Now that promise is looking harder to keep. A combination of factors, including rising construction costs and fewer available dollars than expected, have added up to a $330 million gap between what school administrators had planned to build and what they can afford.
While much of the construction spelled out in 2011 is finished or underway, nearly a dozen projects have yet to get off the ground and may now be in doubt. All of which will mean tough, and perhaps politically dicey, decisions about which projects to scrap or scale back.
In an interview this week, Patrick Dobard, who leads the state’s Recovery School District, said he doesn’t plan on dropping the pledge to see every student in a new or refurbished building, but he acknowledged there is a steep funding shortfall to overcome.
“The ball is inside the 20 and we’re close to getting over the goal line,” Dobard said, but he added, “There’s a staunch defense in front of us.”
The plan for rebuilding New Orleans’ schools, many of which were damaged or destroyed in the flooding that followed Hurricane Katrina, has been contentious from the start.
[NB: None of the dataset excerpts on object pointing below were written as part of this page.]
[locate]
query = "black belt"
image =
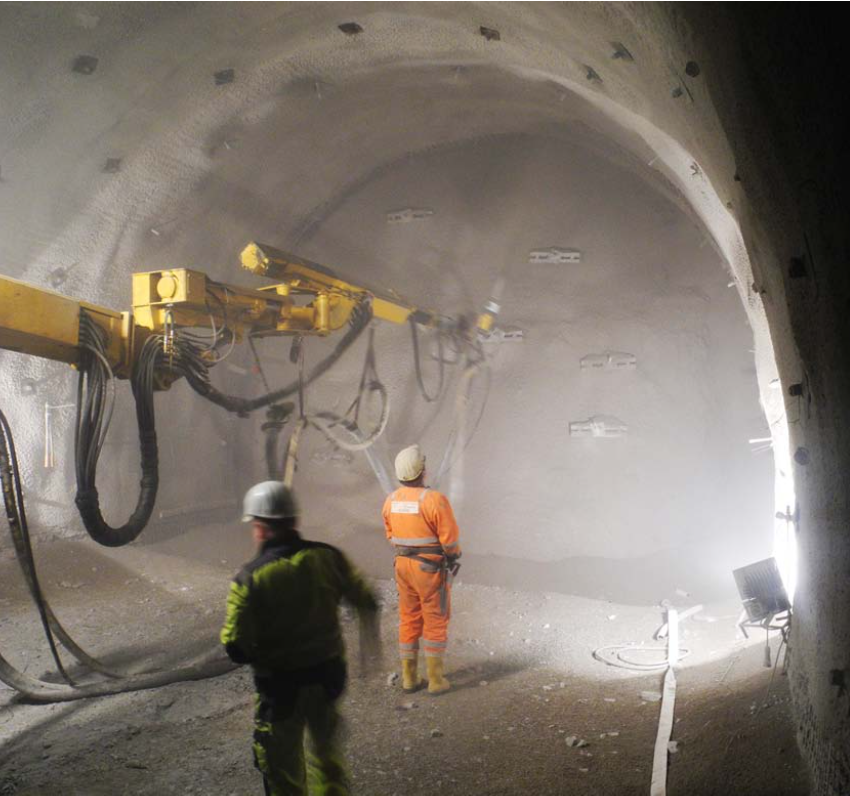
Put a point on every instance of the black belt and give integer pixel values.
(447, 566)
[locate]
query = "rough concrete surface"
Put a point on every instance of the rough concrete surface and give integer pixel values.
(583, 122)
(524, 682)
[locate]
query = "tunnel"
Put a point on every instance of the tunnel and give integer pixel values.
(641, 208)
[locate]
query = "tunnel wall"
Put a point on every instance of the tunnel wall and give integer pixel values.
(156, 107)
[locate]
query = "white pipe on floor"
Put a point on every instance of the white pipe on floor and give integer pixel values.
(658, 786)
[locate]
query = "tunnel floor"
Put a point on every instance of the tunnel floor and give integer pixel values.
(521, 664)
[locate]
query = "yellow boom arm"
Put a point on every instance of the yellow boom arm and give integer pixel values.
(308, 298)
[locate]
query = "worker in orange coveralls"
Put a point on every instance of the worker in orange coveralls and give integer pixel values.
(421, 526)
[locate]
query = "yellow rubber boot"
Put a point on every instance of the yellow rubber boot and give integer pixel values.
(410, 680)
(437, 683)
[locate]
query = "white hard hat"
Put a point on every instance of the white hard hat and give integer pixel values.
(409, 464)
(269, 500)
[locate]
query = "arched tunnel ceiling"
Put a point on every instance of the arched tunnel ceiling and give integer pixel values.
(177, 144)
(312, 122)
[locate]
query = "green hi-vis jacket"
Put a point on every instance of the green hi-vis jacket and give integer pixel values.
(282, 610)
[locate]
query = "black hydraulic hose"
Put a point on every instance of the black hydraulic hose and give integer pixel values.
(13, 500)
(196, 373)
(276, 418)
(19, 527)
(90, 434)
(41, 691)
(417, 360)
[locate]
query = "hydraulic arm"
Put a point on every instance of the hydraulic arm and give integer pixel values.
(307, 299)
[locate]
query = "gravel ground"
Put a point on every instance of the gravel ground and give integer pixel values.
(525, 684)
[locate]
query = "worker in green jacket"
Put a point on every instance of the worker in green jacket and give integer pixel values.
(282, 618)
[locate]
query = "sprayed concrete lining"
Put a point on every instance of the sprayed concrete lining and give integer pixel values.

Paul Pastorek, serving as state education superintendent at the time, took criticism for building the first schools completed after the storm too big and leaving too few dollars for other projects.
In 2010, FEMA agreed to commit $1.8 billion to help rebuild or renovate the city’s schools, but deciding exactly how to spend that money has been controversial. A first set of revisions to the building plan in 2011 drew a rebuke from business and nonprofit leaders because it included more than $400 million in unfunded projects without any specific plans for filling the gap.
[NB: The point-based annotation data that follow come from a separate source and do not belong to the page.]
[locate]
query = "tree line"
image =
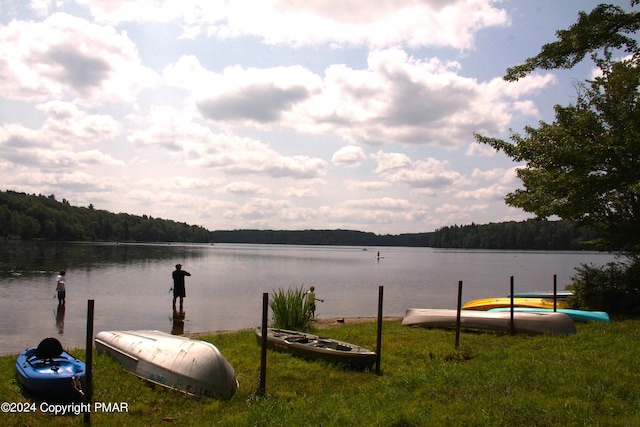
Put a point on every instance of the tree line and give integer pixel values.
(38, 217)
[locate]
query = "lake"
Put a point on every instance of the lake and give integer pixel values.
(130, 283)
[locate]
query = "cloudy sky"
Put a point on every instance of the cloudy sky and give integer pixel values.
(276, 114)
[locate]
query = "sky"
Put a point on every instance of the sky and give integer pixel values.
(277, 114)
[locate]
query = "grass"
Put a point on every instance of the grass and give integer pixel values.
(491, 380)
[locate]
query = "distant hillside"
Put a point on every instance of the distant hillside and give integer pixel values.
(29, 217)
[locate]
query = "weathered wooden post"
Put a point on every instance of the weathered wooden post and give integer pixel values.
(512, 329)
(263, 351)
(88, 393)
(555, 293)
(459, 313)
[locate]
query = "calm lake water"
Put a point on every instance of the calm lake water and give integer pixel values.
(130, 283)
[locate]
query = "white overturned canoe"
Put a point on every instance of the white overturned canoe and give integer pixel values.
(527, 323)
(192, 366)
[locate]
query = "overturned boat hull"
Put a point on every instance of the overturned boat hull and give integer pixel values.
(489, 303)
(191, 366)
(60, 378)
(528, 323)
(314, 347)
(575, 315)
State and local officials went back to the drawing board, found ways to stretch what they had and identified tax credits that could bring in more cash.
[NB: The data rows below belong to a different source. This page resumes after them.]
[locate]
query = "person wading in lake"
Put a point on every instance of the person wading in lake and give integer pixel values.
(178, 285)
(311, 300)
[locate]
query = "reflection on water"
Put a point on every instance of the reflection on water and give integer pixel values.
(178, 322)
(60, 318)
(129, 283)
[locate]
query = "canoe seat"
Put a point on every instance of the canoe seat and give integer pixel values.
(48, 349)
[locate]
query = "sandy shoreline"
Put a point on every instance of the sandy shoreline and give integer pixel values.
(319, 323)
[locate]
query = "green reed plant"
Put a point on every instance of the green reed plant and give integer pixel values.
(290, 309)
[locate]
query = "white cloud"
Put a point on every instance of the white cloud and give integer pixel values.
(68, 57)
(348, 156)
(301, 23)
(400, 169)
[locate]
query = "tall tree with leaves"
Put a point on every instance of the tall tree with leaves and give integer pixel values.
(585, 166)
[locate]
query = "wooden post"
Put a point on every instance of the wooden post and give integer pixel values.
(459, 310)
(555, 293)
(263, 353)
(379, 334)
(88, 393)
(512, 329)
Now, though, the gap is back.
One reason is higher construction costs. Dobard said the 2011 construction plan envisioned spending about $210 per square foot; instead, the district has had to spend close to $250 and in some cases more than $300.
On top of that, officials haven’t been able to secure as much money in tax credits as they expected: about $7 million so far, with perhaps another $35 million to $40 million on the way, Dobard said, but not the $80 million originally imagined.
There will probably also be more students to find seats for than anticipated. In 2011, school officials were expecting the student population to hit anywhere from 42,000 to 47,000 students by 2016. Now it’s looking more like 55,000.
Dobard said the balance between elementary and high school students is also shaping up to skew more toward younger students than expected, which could lead the district to scale back the number of high schools in the works.
In all, Dobard said, about 82 percent of the construction plan is either complete or underway, in terms of dollars spent. Put in terms of seats for students, the percentage complete or underway is 77 percent.
Dobard said the district should have more specifics on how to confront the funding gap before the state Board of Elementary and Secondary Education meets in New Orleans next month.
The funding shortfall will also affect projects overseen by the Orleans Parish School Board, which held onto a smaller number of campuses when the Recovery District took over most schools after Katrina, though probably to a lesser extent.
Interim OPSB Superintendent Stan Smith pointed out that the district recently negotiated with the Recovery District to put Bethune Elementary in one of the Recovery District’s buildings, so money that would have gone into Bethune’s existing facility can be redirected elsewhere.
Still, he said, one or two projects now slated as full “renovations” may have to be “stabilizations” instead. “We’re in a sellers’ market, and we’re seeing costs go up,” Smith said.